3. Why is it important for the healthcare provider to monitor blood pressure in clients receiving antipsychotic drugs?
- A. Orthostatic hypotension is a common side effect.
- B. Most antipsychotic drugs cause elevated blood pressure.
- C. This provides information on the amount of sodium allowed in the diet.
- D. It will indicate the need to institute antiparkinsonian drugs.
Correct answer: A
Rationale: Corrected Question: Monitoring blood pressure in clients receiving antipsychotic drugs is crucial because orthostatic hypotension is a common side effect. Orthostatic hypotension can lead to a sudden drop in blood pressure upon standing, increasing the risk of falls and related injuries. Therefore, regular blood pressure monitoring helps healthcare providers detect and manage this potential side effect. Incorrect Choices Rationale: - Choice B is incorrect because while antipsychotic drugs can have various side effects, causing elevated blood pressure is not a common effect associated with them. - Choice C is unrelated to blood pressure monitoring in clients receiving antipsychotic drugs. Monitoring blood pressure in this context aims to detect and manage side effects of the medication, not to assess sodium intake. - Choice D is incorrect as monitoring blood pressure in clients receiving antipsychotic drugs is primarily aimed at detecting orthostatic hypotension, not as an indicator for instituting antiparkinsonian drugs.
4. A client with hypoglycemia is unresponsive. What is the nurse's priority action?
- A. Administer intravenous dextrose.
- B. Check the client's blood glucose level.
- C. Administer glucagon intramuscularly.
- D. Prepare to administer oral glucose.
Correct answer: C
Rationale: The correct answer is to administer glucagon intramuscularly. In an unresponsive hypoglycemic client, administering glucagon intramuscularly is the priority action as it helps raise blood glucose levels quickly. Intravenous dextrose may be challenging to administer in an unresponsive client. Checking the client's blood glucose level is important but not the priority when the client is unresponsive. Preparing to administer oral glucose is not ideal for an unresponsive client as they may not be able to swallow.

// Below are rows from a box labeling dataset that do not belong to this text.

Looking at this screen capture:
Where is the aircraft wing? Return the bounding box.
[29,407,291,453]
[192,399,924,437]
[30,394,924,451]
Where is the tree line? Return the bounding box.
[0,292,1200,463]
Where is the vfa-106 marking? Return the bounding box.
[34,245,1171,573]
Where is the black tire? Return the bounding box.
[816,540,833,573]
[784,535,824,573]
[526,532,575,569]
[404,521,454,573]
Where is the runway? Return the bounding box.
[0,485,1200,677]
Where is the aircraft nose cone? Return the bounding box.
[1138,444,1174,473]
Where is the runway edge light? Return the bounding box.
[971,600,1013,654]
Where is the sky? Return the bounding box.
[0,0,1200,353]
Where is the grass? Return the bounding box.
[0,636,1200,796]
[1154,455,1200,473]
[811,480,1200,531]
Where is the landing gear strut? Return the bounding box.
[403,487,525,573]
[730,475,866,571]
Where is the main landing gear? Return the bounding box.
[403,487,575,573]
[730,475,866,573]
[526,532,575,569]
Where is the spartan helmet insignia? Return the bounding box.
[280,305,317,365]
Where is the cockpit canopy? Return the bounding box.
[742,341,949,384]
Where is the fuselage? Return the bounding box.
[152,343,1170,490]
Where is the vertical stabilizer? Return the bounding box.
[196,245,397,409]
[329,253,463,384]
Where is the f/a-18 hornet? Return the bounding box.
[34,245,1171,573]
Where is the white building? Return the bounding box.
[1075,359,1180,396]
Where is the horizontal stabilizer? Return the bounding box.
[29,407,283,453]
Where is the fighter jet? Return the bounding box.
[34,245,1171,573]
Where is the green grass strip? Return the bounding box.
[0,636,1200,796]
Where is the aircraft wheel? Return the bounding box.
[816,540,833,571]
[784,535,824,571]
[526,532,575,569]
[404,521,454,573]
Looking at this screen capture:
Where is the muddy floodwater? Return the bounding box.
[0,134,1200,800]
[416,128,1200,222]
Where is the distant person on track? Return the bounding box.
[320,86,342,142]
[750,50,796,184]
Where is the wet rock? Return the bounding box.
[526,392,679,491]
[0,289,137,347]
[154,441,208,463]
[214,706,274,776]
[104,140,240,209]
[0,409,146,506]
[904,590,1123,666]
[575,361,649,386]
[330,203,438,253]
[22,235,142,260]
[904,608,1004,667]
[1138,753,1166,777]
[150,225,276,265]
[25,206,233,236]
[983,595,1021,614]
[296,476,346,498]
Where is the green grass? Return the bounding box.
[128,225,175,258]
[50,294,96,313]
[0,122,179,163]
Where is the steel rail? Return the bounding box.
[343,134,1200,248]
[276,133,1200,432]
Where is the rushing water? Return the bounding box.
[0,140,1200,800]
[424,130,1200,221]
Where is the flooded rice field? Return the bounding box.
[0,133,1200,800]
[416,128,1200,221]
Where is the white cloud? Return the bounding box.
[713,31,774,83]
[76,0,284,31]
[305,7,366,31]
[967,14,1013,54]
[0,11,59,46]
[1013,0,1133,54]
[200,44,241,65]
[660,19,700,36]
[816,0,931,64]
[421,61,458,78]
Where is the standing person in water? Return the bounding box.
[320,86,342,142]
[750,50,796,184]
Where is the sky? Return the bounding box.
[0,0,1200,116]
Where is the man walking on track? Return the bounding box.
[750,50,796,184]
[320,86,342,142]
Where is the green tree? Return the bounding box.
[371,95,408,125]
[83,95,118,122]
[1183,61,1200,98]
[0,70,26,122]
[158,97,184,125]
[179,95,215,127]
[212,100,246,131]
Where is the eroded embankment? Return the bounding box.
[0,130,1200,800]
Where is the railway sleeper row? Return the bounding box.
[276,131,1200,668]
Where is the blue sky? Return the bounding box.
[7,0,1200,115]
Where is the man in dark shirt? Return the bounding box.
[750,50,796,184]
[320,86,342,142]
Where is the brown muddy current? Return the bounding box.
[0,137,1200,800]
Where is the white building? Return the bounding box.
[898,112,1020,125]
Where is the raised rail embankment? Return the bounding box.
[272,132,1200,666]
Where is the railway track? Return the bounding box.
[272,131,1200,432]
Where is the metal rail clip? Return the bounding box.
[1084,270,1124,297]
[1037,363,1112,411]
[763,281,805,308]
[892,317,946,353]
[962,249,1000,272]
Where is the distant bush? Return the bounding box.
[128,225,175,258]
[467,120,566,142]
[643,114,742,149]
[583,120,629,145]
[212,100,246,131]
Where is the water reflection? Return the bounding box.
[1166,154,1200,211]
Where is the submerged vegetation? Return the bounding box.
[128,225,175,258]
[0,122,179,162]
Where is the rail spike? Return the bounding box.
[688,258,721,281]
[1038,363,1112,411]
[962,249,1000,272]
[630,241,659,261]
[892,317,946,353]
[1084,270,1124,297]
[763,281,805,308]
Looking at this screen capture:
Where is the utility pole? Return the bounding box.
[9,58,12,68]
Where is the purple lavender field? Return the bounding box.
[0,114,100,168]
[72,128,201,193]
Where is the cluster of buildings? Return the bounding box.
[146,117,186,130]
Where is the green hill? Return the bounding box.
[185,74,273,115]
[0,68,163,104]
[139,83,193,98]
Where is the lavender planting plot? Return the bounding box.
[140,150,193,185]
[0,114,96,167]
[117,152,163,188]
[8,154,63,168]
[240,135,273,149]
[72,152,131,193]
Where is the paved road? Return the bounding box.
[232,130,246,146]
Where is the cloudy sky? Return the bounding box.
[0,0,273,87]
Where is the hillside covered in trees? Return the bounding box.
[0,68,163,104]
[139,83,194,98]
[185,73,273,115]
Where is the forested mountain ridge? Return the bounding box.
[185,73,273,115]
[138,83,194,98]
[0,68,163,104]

5. A male client reports that he took tadalafil 10 mg two hours ago and now feels flushed. What action should the nurse take?
- A. Instruct the client to increase oral fluid intake.
- B. Reassure the client that flushing is a common side effect.
- C. Advise the client to take nitroglycerin as a precaution.
- D. Ask the client to come to the emergency room.
Correct answer: B
Rationale: The correct answer is B: Reassure the client that flushing is a common side effect. Tadalafil, a medication used for erectile dysfunction, can cause flushing as a common side effect. In this situation, the nurse should provide reassurance to the client that the flushing is expected and not necessarily a cause for concern. Increasing oral fluid intake (choice A) may be beneficial for other conditions but is not directly related to tadalafil-induced flushing. Advising the client to take nitroglycerin (choice C) is incorrect, as nitroglycerin is not indicated for flushing. Asking the client to come to the emergency room (choice D) is unnecessary at this point since flushing is a known side effect and does not typically require urgent medical attention.